Avec la sortie jeudi de "Steelrising", le 7e jeu de ce studio fondé en 2008 avant d'être racheté par l'éditeur Nacon il y a trois ans, la dirigeante a fait un pari narratif audacieux.
Il met en scène, au coeur du Paris du XVIIIe siècle, une version alternative de l'histoire de la Révolution française: et si le roi Louis XVI, passionné d'horlogerie, avait mis sur pied une armée d'automates capable de mater l'insurrection populaire?
"On a pris ce parti d'embrasser la culture et l'histoire européenne et de nous en servir pour créer des mondes et expériences fantastiques", explique à l'AFP Jehanne Rousseau, qui a également participé à l'écriture du scénario.
Avec un budget de développement de 8 millions d'euros, "Steelrising" est un jeu produit par "un studio de taille moyenne, par rapport à d'autres" capables de faire des jeux dignes des films hollywoodiens.
"On ne peut pas se comparer, précise-t-elle.
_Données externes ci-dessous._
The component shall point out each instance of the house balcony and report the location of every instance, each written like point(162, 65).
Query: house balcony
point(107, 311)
On est plus sur des jeux d'artisans que des jeux d'industriels".
Rien ne destinait pourtant cette étudiante en lettres classiques à atterir "presque par hasard" dans l'univers vidéoludique: à 22 ans, après une prépa "Beaux Arts", "une connaissance" lui dit que RFX Interactive, un petit studio de développement indépendant, cherche une graphiste.
- Reconnaissance -
"Il n'y avait pas d'études spécialisées à l'époque quand j'ai commencé. Le milieu du jeu vidéo était pour moi une espèce de boîte noire, je n'avais aucune idée de comment cela fonctionnait", raconte-t-elle. "Je cherchais du boulot, j'y suis allée".
Jusqu'à gravir les échelons, apprendre d'autres métiers notamment à Gameloft, le spécialiste des jeux mobiles, et fonder son propre studio, Spiders, avec six autres associés.
La consécration a lieu en 2019, avec le jeu "Greedfall" qui s'est vendu à plus de 2 millions d'exemplaires.
Puis la reconnaissance de ses pairs l'année suivante avec le Pégase de la personnalité de l'année, récompense sur le modèle des "César" du cinéma décernée par l'Académie des arts et techniques du jeu vidéo.
Jehanne Rousseau a aussi reçu en 2021 l'Ordre national du mérite. Une distinction remise, à sa demande, par Muriel Tramis, pionnière du jeu vidéo en France dans les années 1980 et première femme à avoir reçu la Légion d'honneur dans cette discipline. Comme un symbole de transmission.
"Au départ, je n'étais pas du tout motivée (pour recevoir la distinction) parce que je me demandais quel sens cela avait. Je me disais: +Je fais du jeu vidéo, je ne sauve pas des gens à l'hôpital+", se remémore Mme Rousseau qui a lancé en 2020 une "Bourse" avec d'autres dirigeants de l'industrie pour aider les étudiants issus de milieux modestes à poursuivre leurs études dans ce secteur "fermé".
"Mais en pensant à tous ces jeunes qui galèrent pour faire une carrière dans le jeu vidéo, pour qui c'est quasiment inaccessible, je me suis dit qu'accepter cette récompense, c'est une manière de leur dire que c'est faisable", complète-t-elle.
Une reconnaissance qui tranche avec la faible représentation des femmes dans un univers marqué par des affaires retentissantes de harcèlement dans plusieurs grands studios (Activision Blizzard, Ubisoft...)
Selon l'association Women in Games, qui œuvre pour une plus grande mixité dans le secteur, les femmes représentent 22% des professionnelles dans les entreprises du jeu vidéo, rappelle auprès de l'AFP sa présidente Morgane Falaize.
"Heureusement, cela commence à changer mais c'est un processus qui est long", déplore Jehanne Rousseau.
"Ce que je souhaite, c'est que de plus en plus de gens fassent des jeux vidéo car plus de diversité dans les œuvres, ça veut dire plus de diversité chez les créateurs", espère-t-elle.